# Feature Selection
Too many features is a problem due to

* NumFeatures > NumInstances
* Curse of dimensionality
* Worse-than-linear algorithm complexity
* Model confusion from irrelevent features
* Overfitting to variance in irrelevant features

After FEATURE EXTRACTION,   
we need to reduce complexity by  
FEATURE SELECTION or DIMENSIONALITY REDUCTION.

But finding the optimal subset is NP-hard.
Also, cannot just use features with high correlation (predictive value)
due to important feature-interaction effects. 
So there are heuristics and domain-specific rules.
* Which features can we do without? 
* Which features can we ignore? 

## Separability
See our notebook on separability.  
Separability over all features sets the upper limit on the learning accuracy.  
Max-Min problem: maximally reduce features while minimally reducing separability.

## Correlation
Find features that are highly correlated to the lables.

Pearson's correlation between feature f and class y   
$R = \frac {cov(f,y)} {\sqrt{var(f)var(y)}}$   
$R = \frac {\sum[(f-\bar{f})(y-\bar{y})]} {\sqrt{\sum[(f-\bar{f})^2\sum(y-\bar{y})^2]}}$ 
Usually use $|R|$ or $R^2$.  

Problem: Correlation only detects linear relationships.  
Important features may be predictive of class collectively 
but uncorrelated to class individually.

## Mutual Information
Find a feature subset that conveys the same information 
as the labels. 

Compared to correlation, 
mutual information detects non-linear relationships,
but is harder to compute.

Information:  
$I(x) = p(x) ln(p(x))$  

Mutual information between feature xi and class y,
uses the joint probability divided by the marginal probabilities:  
$I(x_i,y) = p(x_i,y) ln[p(x_i,y)/p(x_i)p(y)]$

With discrete variables, 
and using frequencies as empirical estimates of probabilities:  
$I(X,Y) = \sum_x \sum_y P(X=x,Y=y) ln[P(X=x,Y=y)/P(X=x)P(Y=y)]$

## Random Forest
Random forest ranks features by importance,
and you can try using the top-ranked features.

Random Forest computes 
Gini Impurity or Information Gain at each node of each decision tree.
The overall importance is a combination of these.

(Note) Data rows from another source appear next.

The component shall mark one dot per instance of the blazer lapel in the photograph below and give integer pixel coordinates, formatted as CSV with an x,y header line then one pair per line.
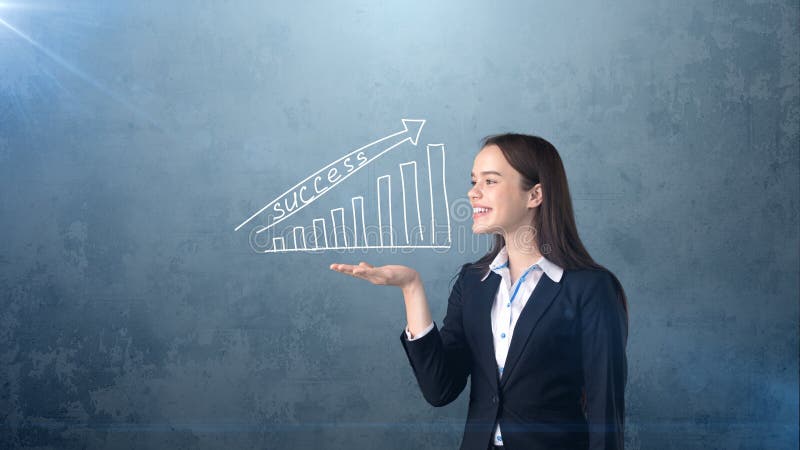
x,y
486,291
541,298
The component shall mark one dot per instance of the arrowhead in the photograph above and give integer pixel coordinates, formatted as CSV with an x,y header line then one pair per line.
x,y
413,128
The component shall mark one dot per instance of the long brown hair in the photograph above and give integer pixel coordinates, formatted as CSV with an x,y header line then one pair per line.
x,y
537,160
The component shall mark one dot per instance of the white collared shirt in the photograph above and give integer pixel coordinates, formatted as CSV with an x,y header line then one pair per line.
x,y
508,304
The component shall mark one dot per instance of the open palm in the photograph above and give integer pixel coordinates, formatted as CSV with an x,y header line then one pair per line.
x,y
390,275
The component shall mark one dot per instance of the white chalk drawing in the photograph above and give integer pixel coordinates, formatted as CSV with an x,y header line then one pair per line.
x,y
357,234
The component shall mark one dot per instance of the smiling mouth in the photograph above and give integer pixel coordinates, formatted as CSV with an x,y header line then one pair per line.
x,y
480,212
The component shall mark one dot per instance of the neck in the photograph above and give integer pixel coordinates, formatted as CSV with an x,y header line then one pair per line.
x,y
522,250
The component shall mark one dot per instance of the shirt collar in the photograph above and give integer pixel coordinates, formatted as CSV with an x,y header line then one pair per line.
x,y
500,262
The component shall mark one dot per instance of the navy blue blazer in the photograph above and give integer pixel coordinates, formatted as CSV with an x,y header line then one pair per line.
x,y
570,336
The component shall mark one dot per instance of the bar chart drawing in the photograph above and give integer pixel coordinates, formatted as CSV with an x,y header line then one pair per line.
x,y
348,226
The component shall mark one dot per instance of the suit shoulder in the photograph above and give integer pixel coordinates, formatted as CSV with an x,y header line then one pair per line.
x,y
588,277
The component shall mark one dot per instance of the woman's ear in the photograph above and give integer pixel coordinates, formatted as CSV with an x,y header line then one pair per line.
x,y
535,196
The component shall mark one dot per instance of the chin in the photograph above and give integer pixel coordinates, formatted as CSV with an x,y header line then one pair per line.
x,y
482,229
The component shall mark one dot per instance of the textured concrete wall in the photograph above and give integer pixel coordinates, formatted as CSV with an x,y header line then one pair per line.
x,y
135,135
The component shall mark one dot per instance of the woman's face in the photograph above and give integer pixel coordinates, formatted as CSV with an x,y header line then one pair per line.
x,y
499,204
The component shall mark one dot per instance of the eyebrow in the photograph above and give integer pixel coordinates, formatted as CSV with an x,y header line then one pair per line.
x,y
487,172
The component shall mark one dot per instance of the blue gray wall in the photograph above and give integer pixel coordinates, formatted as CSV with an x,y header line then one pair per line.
x,y
134,136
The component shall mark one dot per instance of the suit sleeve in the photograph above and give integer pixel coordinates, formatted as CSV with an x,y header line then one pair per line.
x,y
441,359
604,332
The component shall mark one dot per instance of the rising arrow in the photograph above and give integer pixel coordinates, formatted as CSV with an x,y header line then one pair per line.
x,y
364,155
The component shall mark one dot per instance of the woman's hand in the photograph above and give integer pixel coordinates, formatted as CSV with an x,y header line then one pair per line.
x,y
391,275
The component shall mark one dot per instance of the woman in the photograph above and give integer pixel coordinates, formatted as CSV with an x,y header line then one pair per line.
x,y
538,327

This is a form of random guess plus hill climbing. 
This is supervised.

## Filter vs Wrapper methods
Empirically, try classification while leaving out some features.

### Filter methods
These are independent of any model.   
Also called unsupervised.   
May not be optimal for a chosen model.    

Examples: 
* Choose features that improve clustering and reduce outliers.
* Ignore some features that correlate with other features.
* Choose features that correlate with the label (supervised).

### Wrapper methods
These are specific to a model.   
Also called supervised.   
Test goodness by cross-validation using the model of interest.  

Methods for feature selection with a wrapper 
* Forward selection ... start with one feature and iteratively add more.   
* Reverse selection ... start with full feature set and iteratively remove a feature. 
* Bidirectional selection ... after each feature addition, check if any previous could now be removed.

Note these are greedy and compute-intense.